Although the union of Interpublic Group of Cos.' Ammirati Puris Lintas and Lowe & Partners Worldwide seemed conflict-free on the domestic roster, the overseas business faces some challenges. For instance, Ammirati handles household products giant Unilever while Lowe handles competitor Henkel.

DDB Worldwide already is expected to pick up Lowe's $50 million to $60 million Henkel detergent business in five European countries. Among other brands, Lowe handles Persil, Germany's best-selling detergent.


Henkel is believed to have been unaware that a merger between its agency and Ammirati was imminent. It's a familiar experience for Henkel. In December 1990, Henkel's biggest shop, Euro RSCG Worldwide, became a Procter & Gamble Co. agency and immediately dropped Henkel. DDB joined Henkel's European roster by picking up the Euro RSCG brands.

Another potential conflict is General Motors Corp., handled by Lowe's Hamburg shop, while Toyota Motor Corp.'s German business is assigned to an Ammirati subsidiary in Frankfurt called Change.

Interpublic, however, maintained it had the situation in hand.

"There are not too many conflicts," said Chairman and President-CEO Philip Geier. "In most cases, it can be worked out."

After months of rumors, there were few surprises in the bare bones merger announcement. As expected, Lowe Group Chairman Frank Lowe will lead the management team as chairman-CEO. One unexpected twist, however, was the appointment of Michael Sennott as deputy chairman. Mr. Sennott is vice chairman of Interpublic's other prominent network, McCann-Erickson WorldGroup.

Some observers speculated that the choice of the well-respected Mr. Sennott was made to draw some of the successful McCann experience into the newly merged agency.

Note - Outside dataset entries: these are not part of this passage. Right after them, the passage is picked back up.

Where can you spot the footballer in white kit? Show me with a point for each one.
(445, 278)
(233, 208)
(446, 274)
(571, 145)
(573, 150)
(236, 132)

Martin Puris, thought to be leaving at yearend, stepped down from the agency and Interpublic board effective immediately to pursue entrepreneurial Internet interests.

"One merger is enough in a lifetime," said Mr. Puris.

Although other executive appointments have not yet been announced, more likely will be made this week. The majority of new positions already pending or made public are being filled by Lowe executives.

"This is a total, 100% complete takeover by Lowe," said one executive close to the agencies.


It is believed that the U.S. operations will continue to report to Lowe & Partners U.S. Chairman-Chief Creative Officer Lee Garfinkel, who joins the new board of Lowe Lintas. Mr. Garfinkel is expected to become Lowe Lintas U.S. chairman with Lowe's U.S. Vice Chairman Gary Goldsmith as vice chairman.

Rob Quish, now president of Lowe & Partners, New York, moved over from Ammirati less than a year ago. With his knowledge of both shops, Mr. Quish, already considered a rising star, is expected to rise in the organization.

Other executives on the new board are Jerry Judge, president of Lowe & Partners Worldwide, who becomes president of Lowe Lintas & Partners; and Adrian Holmes, chief creative officer at Lowe & Partners Worldwide, who keeps the same title at the new agency.